ASMR: Activation-sharing Multi-resolution Coordinate Networks For Efficient Inference
Jason Chun Lok Li, Steven Tin Sui Luo, Le Xu, Ngai Wong
TL;DR
The paper tackles the high inference cost of implicit neural representations by proposing Activation-Sharing Multi-Resolution (ASMR), which couples multi-resolution coordinate decomposition, hierarchical modulation, and activation-sharing inference to decouple MAC from network depth. By sharing activations across grids and injecting per-level biases, ASMR attains near $O(1)$ MAC with respect to depth while preserving or improving reconstruction quality relative to vanilla SIREN. It demonstrates up to ~500× MAC reductions on high-resolution image fitting and extends effectively to natural images, audio, video, and 3D data, while enabling meta-learning and global latent structure encoding. While ASMR introduces a rasterized-data bias that can hinder smooth continuous signals like SDFs, it provides a powerful, purely implicit framework with broad practical impact for deployment under strict hardware constraints.
Abstract
Coordinate network or implicit neural representation (INR) is a fast-emerging method for encoding natural signals (such as images and videos) with the benefits of a compact neural representation.
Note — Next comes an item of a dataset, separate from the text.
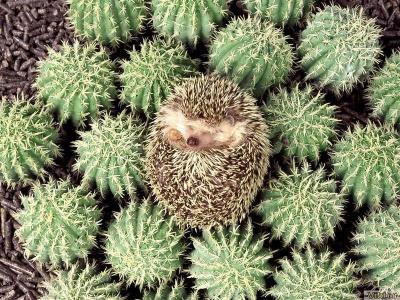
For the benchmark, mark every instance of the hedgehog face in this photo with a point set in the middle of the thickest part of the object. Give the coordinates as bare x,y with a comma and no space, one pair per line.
199,134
While numerous methods have been proposed to increase the encoding capabilities of an INR, an often overlooked aspect is the inference efficiency, usually measured in multiply-accumulate (MAC) count. This is particularly critical in use cases where inference throughput is greatly limited by hardware constraints. To this end, we propose the Activation-Sharing Multi-Resolution (ASMR) coordinate network that combines multi-resolution coordinate decomposition with hierarchical modulations. Specifically, an ASMR model enables the sharing of activations across grids of the data. This largely decouples its inference cost from its depth which is directly correlated to its reconstruction capability, and renders a near O(1) inference complexity irrespective of the number of layers. Experiments show that ASMR can reduce the MAC of a vanilla SIREN model by up to 500x while achieving an even higher reconstruction quality than its SIREN baseline.